Amazon CodeCatalyst can help address all of these issues. CodeCatalyst is an integrated DevOps service that makes it easy for development teams to quickly build and deliver applications on AWS. Over the next few weeks, my colleagues and I will release a series of blog posts describing the individual features of CodeCatalyst and how they will help you overcome the challenges that Maxine encountered in The Unicorn Project. In this first post, I focus on Workflows and address the first bullet above, “continually delivering high-quality updates is complicated and slow”.

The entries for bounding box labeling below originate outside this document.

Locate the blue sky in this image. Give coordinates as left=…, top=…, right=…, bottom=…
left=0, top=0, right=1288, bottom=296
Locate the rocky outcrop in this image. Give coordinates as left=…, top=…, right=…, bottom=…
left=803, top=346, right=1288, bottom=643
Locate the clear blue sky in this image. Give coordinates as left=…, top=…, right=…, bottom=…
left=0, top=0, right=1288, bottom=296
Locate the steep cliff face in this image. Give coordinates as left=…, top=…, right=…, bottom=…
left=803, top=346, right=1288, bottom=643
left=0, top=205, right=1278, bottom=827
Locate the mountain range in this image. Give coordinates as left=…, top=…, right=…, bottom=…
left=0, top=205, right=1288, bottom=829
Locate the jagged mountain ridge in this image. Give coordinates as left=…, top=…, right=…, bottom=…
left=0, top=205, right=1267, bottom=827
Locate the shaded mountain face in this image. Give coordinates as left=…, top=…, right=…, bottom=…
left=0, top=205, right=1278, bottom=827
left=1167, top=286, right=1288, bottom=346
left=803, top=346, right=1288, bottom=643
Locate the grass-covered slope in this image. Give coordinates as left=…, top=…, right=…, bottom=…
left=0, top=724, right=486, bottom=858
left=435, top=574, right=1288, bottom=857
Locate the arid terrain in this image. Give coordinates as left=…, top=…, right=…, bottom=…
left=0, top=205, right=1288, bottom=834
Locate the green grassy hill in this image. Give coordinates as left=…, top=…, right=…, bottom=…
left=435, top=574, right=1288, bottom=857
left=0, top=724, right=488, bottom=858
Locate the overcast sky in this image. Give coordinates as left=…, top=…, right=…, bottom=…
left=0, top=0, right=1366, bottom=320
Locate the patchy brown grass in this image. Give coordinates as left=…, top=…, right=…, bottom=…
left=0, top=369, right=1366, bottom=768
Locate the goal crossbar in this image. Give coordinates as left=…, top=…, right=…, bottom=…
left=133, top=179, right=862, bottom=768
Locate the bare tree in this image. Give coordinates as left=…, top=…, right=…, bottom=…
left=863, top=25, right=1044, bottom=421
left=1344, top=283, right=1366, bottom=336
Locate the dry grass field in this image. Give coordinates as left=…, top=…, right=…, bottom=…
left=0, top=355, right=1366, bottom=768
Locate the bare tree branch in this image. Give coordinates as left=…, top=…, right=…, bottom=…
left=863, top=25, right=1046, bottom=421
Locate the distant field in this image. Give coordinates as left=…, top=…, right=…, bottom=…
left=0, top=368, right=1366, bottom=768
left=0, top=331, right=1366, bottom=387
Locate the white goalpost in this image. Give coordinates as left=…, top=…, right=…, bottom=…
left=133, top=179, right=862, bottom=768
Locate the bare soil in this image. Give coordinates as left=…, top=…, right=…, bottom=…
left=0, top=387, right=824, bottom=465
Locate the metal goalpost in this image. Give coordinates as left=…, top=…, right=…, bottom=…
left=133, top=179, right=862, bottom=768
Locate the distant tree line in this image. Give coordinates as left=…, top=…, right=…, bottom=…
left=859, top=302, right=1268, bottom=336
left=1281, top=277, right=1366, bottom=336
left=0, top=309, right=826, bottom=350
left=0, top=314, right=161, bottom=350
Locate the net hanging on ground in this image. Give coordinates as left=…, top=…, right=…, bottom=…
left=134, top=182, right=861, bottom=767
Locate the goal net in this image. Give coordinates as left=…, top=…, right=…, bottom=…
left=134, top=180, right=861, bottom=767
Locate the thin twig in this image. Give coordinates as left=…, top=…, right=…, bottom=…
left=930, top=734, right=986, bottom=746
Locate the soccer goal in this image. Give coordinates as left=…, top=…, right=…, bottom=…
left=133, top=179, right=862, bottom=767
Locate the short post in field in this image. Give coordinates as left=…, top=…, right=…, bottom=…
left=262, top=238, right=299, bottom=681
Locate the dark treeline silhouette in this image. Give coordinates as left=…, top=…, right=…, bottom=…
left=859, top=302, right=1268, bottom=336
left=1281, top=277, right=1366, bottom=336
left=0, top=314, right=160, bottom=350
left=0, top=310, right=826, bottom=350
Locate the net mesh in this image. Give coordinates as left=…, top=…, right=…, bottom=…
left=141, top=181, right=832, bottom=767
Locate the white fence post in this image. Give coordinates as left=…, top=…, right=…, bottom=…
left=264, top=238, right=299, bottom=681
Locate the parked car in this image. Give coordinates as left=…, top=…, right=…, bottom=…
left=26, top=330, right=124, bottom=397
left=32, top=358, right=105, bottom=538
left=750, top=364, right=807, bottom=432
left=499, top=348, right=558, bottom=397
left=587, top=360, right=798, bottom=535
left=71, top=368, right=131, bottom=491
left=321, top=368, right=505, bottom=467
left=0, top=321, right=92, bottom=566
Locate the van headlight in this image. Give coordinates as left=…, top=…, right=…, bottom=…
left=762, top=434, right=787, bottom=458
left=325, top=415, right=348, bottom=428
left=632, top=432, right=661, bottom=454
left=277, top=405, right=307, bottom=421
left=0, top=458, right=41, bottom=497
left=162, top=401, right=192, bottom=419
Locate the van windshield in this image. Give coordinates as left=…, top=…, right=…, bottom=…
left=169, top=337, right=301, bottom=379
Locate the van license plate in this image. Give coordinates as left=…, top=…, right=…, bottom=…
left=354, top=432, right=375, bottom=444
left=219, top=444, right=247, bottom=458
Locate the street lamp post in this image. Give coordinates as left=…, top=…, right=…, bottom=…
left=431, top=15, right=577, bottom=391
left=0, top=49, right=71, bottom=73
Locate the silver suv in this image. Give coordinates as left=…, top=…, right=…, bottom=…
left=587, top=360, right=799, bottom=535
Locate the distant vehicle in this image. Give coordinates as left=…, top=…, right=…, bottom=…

CodeCatalyst Workflows help you reliably deliver high-quality application updates frequently, quickly and securely. CodeCatalyst uses a visual editor — or if you prefer YAML — to quickly assemble and configure actions to compose workflows that automate your CI/CD pipeline, test reporting and other manual processes. Workflows use provisioned compute, lambda compute, custom container images and a managed build infrastructure to scale execution easily without sacrificing flexibility

Prerequisites

If you would like to follow along with this walkthrough, you will need to:

Walkthrough

For this walkthrough, I am going use the Modern Three-tier Web Application blueprint. A CodeCatalyst blueprint provides a template for a new project. If you would like to follow along, you can launch the blueprint as described in Creating a project in Amazon CodeCatalyst.  This will deploy the architecture shown below.

Modern Three-tier Web Application architecture including a presentation, application and data layer

Figure 1. Modern Three-tier Web Application architecture including a presentation, application and data layer

Once the new project is launched, navigate to CI/CD > Workflows. You will see two workflows listed. Click on  ApplicationDeploymentPipeline and you will be presented with the workflow pictured below. The workflow consists of six actions: 1) ensures that CDK is configured in the account; 2) builds the backend, written in Python, including unit tests; 3) deploys the backend to either AWS Lambda or AWS Fargate depending on which you selected when you launched the project; 4) runs a series of integration tests on the deployed backend; 5) builds the frontend, written with Vue, including unit tests; and finally, 6) deploys the frontend to Amazon Simple Storage Service (Amazon S3) and Amazon CloudFront.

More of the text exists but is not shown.